Translating legal documents is one of the most challenging and skilled of all translation tasks. Any business or organisation that fails to understand that quality in legal translations is paramount is likely to learn the hard way. Particularly after a patent application is denied, a court appearance is delayed, a contract falls through or a penalty is attached to a late submission of legal documents, just to mention a few unpleasant consequences.
At first sight, legal translation seems no more challenging than any other type of translation. The source material is embedded in the legal system and legal terminology of the originating country and its predominant language. This must somehow be converted so that it can be read and understood by someone else who speaks in a different language and not only uses a different legal system but uses different legal terminology as well.

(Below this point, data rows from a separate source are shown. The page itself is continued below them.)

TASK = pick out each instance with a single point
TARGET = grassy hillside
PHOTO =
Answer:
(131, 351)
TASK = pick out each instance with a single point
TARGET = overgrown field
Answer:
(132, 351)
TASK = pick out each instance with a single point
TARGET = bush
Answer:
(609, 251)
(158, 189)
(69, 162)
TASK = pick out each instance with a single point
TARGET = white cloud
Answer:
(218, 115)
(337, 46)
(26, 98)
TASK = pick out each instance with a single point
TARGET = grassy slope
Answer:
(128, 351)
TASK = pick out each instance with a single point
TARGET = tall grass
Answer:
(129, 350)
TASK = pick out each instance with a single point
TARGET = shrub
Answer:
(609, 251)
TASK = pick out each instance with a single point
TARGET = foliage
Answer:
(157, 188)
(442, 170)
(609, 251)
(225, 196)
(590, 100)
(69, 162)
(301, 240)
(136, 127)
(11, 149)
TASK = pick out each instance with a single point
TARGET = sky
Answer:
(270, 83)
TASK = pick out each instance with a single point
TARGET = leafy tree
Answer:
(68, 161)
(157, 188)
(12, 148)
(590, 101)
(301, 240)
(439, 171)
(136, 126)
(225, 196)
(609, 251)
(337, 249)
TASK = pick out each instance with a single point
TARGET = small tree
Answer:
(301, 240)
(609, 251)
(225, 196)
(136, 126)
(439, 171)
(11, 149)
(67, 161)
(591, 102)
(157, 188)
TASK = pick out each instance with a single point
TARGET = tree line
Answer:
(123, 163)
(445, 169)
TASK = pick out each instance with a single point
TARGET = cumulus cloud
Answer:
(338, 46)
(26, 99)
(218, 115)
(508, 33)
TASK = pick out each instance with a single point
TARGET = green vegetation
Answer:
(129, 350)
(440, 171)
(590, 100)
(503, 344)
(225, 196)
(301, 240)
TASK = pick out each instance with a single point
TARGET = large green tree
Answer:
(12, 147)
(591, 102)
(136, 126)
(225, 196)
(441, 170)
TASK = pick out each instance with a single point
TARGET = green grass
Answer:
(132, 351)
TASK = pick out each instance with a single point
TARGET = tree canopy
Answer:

The best approach to achieving a satisfactory level of quality in legal translation is to select a specialised legal translator who is conversant with two languages, two sets of legal terminology and two different legal systems. Ideally, different legal documents should be translated by legal translators who have experience in specific types of document. Legal translators who have a sound experience in translating patents are much more likely to deliver quality patent translations than a general legal translator, who in turn is still a better choice than a general translator in the two (or more) languages.
At this point one could question why legal translators are any different than literary translators or marketing translators. True, a website that has been translated into one or more target languages by someone who is unfamiliar with the cultural nuances of the target cultures that use those languages is unlikely to have the same resonance. The business is less likely to be as successful trying to inform whatever it is trying to inform (or sell). Quality is important, one might say, in any type of translation. The real difference is the degree of severity in the consequences of a lack of quality translation.
The outcome of poor quality legal translation is simply direr than just about any other translation type, with the only exception being medical document translations. Poor quality legal translations may mean huge financial losses for the businesses or organisations involved but poor quality medical translations could potentially lead to injury, illness or death.